Their predictions are often wrong. Now London-based digital identity company Yoti believes its AI-powered age estimation can predict how old someone is if they’re aged anywhere from 6 to 60. For the first time, it claims, it can accurately determine whether children are under or over 13, the minimum age many social media firms require their users to be.

Yoti’s image technology may be increasingly appealing as Big Tech and internet services have faced increasing scrutiny over how children use their products. However, privacy advocates say automatically analyzing people’s faces normalizes surveillance, is largely unregulated, and has the potential to show bias.

Yoti says its age estimation technology, which it has developed over the past three years, has a margin of error of 2.79 years across its total 45-year age range. For under 25s the margin of error drops below 1.5 years. In the next few weeks, it will get brick-and-mortar tests at five major supermarket chains in the UK. The company hasn’t named the supermarket brands, but says a number of unnamed pornography and gaming websites are also trialing the tech to stop underage visitors. It adds that its age estimation technology is already being used by children’s streaming social network Yubo and healthy living app Smash.

Point a camera running Yoti’s software at your face—it can work through the web on your phone, laptop, or tablet, or at a self-checkout terminal—and the system estimates your age range. On multiple tests using a browser-based staging environment on my phone, the system correctly put me in the 27–31 and 28–32 ranges. The company says neither it nor its clients store the images it captures, and you don’t need to register to use it. “It’s not identifying. It’s not authenticating any individual,” says Julie Dawson, director of regulatory and policy at Yoti. The company claims it’s not facial recognition, as it can’t identify individuals. “When it sees a new face, it just spits out the estimated age of that individual,” Dawson says.

Yoti clients can also use thresholds for age estimations: for instance, setting an estimation limit of 25 when someone in the UK buying alcohol has to be over 18 by law. Anyone flagged as under that threshold could then be asked to provide an ID. The system also lets its customers know how confident it is in any given estimate.
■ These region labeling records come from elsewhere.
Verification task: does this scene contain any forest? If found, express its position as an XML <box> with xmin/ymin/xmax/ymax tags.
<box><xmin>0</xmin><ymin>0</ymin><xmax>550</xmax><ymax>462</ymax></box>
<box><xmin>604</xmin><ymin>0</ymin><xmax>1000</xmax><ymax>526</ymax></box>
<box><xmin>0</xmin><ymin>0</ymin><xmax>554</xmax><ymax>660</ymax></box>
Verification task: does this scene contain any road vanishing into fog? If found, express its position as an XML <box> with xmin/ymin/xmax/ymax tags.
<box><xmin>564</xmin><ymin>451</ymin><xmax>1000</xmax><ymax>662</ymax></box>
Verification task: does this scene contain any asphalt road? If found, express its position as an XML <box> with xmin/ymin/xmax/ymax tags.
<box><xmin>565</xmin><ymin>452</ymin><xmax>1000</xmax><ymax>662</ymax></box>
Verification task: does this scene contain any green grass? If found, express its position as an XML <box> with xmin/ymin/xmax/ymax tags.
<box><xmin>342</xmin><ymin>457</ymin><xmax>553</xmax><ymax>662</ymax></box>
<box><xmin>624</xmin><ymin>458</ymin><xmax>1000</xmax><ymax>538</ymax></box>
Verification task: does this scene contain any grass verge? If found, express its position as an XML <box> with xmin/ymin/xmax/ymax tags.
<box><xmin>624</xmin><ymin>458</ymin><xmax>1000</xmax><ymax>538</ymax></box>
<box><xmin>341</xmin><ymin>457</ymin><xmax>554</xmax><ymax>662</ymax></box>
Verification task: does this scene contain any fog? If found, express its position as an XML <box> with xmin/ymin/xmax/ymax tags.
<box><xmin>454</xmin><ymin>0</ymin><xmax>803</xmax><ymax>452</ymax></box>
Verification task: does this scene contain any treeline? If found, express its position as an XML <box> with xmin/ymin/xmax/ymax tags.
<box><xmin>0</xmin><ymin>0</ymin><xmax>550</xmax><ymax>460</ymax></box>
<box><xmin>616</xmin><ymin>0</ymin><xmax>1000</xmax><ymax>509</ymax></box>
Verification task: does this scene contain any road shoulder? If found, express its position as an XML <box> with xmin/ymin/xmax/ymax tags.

The company has trained its neural networks with “hundreds of thousands” of pictures of people’s faces, says Yoti cofounder and CEO Robin Tombs. It has mostly collected those faces itself, through its standalone Yoti app that lets people verify their ID with governments and other bodies by uploading official documents like passports and driver’s licenses. When people upload their details to the Yoti app, they have the option to opt out of the data being used to train Yoti’s AI. The company itself is unsure what facial features its AI uses to determine people’s age. “We have to be honest,” Tombs says, “we don’t really know whether it’s to do with wrinkles or saggy eyes or quite what. It has just done so many that it is now very good at it.”